Wednesday, April 29, 2015

Two new poems from this week...

A Sunday Sacrilege
April 26, 2015

In my heart resides a rage;
something dreadful to contain.
I stand upon a precipice
prepared to burst and explode.
There is a violence in my soul
that wants to master and control,
to wreak indignation on
someone I don’t even know—
on someone who, if I had passed
him in the street would stay unknown.
I am a man of peace who wages war;
who wants to embrace the foe,
drawing near to one afar
with fingers interlocked around his throat.
Who is this savage who stares at me
eyes rimmed-red from a darkened glass?
Whose mouth is this: a tight-lipped
line of crimson slashed across
such a terrible face? Lord
God have mercy on my soul.
Christ have mercy on my soul.
Lord have mercy—for I can’t.

Mourning Rain
April 27, 2015

Yesterday morning I found a full-
feathered mourning dove chick
and saved her from my cats.

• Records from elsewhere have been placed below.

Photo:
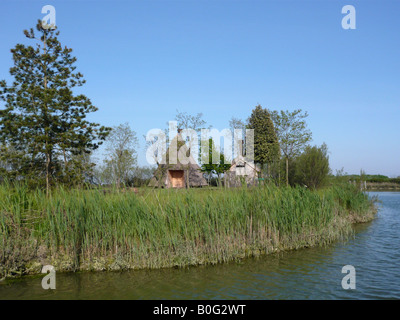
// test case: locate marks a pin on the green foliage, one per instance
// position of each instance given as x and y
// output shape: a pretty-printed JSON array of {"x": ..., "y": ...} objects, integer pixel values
[
  {"x": 43, "y": 124},
  {"x": 121, "y": 158},
  {"x": 312, "y": 167},
  {"x": 214, "y": 166},
  {"x": 266, "y": 145},
  {"x": 293, "y": 135},
  {"x": 163, "y": 228}
]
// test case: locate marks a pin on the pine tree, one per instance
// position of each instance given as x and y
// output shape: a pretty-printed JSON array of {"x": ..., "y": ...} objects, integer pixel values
[
  {"x": 43, "y": 119},
  {"x": 266, "y": 146}
]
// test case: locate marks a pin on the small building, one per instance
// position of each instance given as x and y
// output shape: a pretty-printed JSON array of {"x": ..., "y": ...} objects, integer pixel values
[{"x": 178, "y": 175}]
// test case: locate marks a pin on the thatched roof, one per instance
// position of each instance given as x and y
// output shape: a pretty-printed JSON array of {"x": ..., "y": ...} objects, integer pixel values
[{"x": 161, "y": 177}]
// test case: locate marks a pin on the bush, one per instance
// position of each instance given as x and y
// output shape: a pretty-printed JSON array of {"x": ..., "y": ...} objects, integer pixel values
[{"x": 312, "y": 167}]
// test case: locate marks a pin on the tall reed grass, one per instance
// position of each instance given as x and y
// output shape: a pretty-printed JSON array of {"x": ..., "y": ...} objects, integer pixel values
[{"x": 91, "y": 230}]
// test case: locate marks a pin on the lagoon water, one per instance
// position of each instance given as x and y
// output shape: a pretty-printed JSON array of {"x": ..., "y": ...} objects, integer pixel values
[{"x": 313, "y": 273}]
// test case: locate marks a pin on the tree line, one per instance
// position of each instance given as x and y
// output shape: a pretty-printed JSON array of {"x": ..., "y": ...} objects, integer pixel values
[{"x": 46, "y": 138}]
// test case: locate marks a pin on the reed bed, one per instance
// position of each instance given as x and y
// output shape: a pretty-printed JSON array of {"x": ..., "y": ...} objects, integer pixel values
[{"x": 92, "y": 230}]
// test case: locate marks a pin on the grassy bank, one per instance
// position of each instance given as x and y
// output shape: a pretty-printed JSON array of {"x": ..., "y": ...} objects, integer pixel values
[{"x": 89, "y": 230}]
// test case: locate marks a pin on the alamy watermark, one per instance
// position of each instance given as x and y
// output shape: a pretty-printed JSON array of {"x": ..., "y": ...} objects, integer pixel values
[
  {"x": 49, "y": 21},
  {"x": 349, "y": 20},
  {"x": 349, "y": 280}
]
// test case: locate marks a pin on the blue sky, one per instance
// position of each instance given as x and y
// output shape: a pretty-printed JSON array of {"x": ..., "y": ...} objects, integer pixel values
[{"x": 144, "y": 59}]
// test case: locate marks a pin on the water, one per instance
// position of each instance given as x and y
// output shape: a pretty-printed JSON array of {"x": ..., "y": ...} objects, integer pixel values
[{"x": 313, "y": 273}]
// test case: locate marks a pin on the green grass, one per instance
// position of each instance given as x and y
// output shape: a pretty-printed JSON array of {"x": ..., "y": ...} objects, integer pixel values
[{"x": 90, "y": 230}]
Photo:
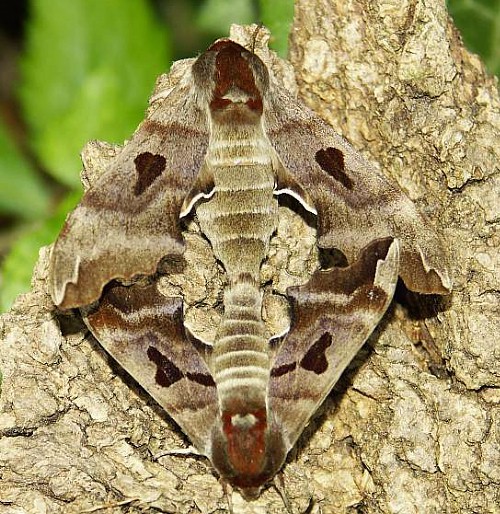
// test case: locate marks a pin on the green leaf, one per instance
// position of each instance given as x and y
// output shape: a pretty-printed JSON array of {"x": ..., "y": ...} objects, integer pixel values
[
  {"x": 216, "y": 16},
  {"x": 22, "y": 192},
  {"x": 17, "y": 267},
  {"x": 277, "y": 16},
  {"x": 479, "y": 24},
  {"x": 87, "y": 72}
]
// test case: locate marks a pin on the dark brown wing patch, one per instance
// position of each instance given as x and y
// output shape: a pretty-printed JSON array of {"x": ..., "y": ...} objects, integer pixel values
[
  {"x": 315, "y": 359},
  {"x": 149, "y": 167},
  {"x": 331, "y": 160}
]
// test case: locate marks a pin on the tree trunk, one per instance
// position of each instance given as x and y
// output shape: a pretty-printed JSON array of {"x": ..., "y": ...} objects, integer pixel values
[{"x": 413, "y": 426}]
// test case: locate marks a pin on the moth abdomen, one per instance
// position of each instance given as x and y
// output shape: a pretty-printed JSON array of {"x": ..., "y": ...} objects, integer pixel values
[{"x": 240, "y": 360}]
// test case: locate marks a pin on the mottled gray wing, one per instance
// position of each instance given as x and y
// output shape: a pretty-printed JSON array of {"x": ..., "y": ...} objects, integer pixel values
[
  {"x": 144, "y": 332},
  {"x": 332, "y": 316},
  {"x": 355, "y": 203},
  {"x": 129, "y": 219}
]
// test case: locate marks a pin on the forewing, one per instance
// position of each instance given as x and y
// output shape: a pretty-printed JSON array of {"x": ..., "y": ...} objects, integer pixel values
[
  {"x": 332, "y": 316},
  {"x": 355, "y": 203},
  {"x": 129, "y": 219},
  {"x": 144, "y": 332}
]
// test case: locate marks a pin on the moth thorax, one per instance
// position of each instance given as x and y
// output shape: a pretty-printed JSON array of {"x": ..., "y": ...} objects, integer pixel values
[{"x": 246, "y": 450}]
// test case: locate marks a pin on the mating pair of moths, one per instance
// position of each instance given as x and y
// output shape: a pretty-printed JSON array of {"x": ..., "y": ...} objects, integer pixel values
[{"x": 222, "y": 144}]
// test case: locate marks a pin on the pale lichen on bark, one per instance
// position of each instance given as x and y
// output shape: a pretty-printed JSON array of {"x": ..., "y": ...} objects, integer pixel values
[{"x": 414, "y": 426}]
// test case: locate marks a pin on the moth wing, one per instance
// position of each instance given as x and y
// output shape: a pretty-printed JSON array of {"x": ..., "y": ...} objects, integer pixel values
[
  {"x": 129, "y": 219},
  {"x": 143, "y": 331},
  {"x": 355, "y": 203},
  {"x": 332, "y": 316}
]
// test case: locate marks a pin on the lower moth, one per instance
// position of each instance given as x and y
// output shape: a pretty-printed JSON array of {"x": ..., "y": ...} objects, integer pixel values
[{"x": 224, "y": 143}]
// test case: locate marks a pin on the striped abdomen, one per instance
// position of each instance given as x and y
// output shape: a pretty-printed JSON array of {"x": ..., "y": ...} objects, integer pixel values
[{"x": 239, "y": 220}]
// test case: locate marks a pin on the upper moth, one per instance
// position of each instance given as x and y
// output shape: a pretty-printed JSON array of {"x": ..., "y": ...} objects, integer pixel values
[{"x": 222, "y": 144}]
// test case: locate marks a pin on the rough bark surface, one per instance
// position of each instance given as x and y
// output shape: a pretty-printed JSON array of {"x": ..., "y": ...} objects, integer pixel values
[{"x": 414, "y": 425}]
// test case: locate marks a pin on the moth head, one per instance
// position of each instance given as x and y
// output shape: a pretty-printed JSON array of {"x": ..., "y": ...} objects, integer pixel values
[
  {"x": 229, "y": 77},
  {"x": 247, "y": 451}
]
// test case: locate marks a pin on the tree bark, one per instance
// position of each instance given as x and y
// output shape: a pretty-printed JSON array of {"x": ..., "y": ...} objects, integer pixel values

She spent
the day within my side-screened porch
protected from fang and claw.
That evening I returned her to
a high branch in a tree.
But in the night came a storm
and in the morning she was gone;
no stray feathers beneath the tree,
no Cheshire grins from my cats.
Perhaps she’s found in morning rain.


  1. Can completely to Sunday Sacrilege. As I am getting older I find myself feeling more like this. Never been so angry. A few days ago, I watched a pair of doves mating. Interesting ritual they have. Nice writing, Darryl.

    1. Thank you for your kind words Wendy. I just posted a reply but for some reason it disappeared! If a similar message appears, you'll know why!

      The poems were meant to be posted together, although the reason may not be clear. While Mourning Rain actually happened, it is a metaphor.

      I think anger is a real problem we face. Most often anger is not constructive. It is designed to destroy (either another person, yourself, or it can be channeled to destroy the underlying problem in a positive way).

      What makes anger problematic is that it can be so addicting. It gives us a rush but in the end causes more problems than it solves. In the end it is a choice we make--perhaps not the initial flash, but certainly we choose to continue holding on to it.

      This is not to say it is never appropriate--especially when facing injustice. But most often it isn't injustice that drives my anger. For me it is an overwhelming sense of entitlement (I deserve to be treated this way! I have my rights!)

      And yes, the older I get, the easier it is to become angry.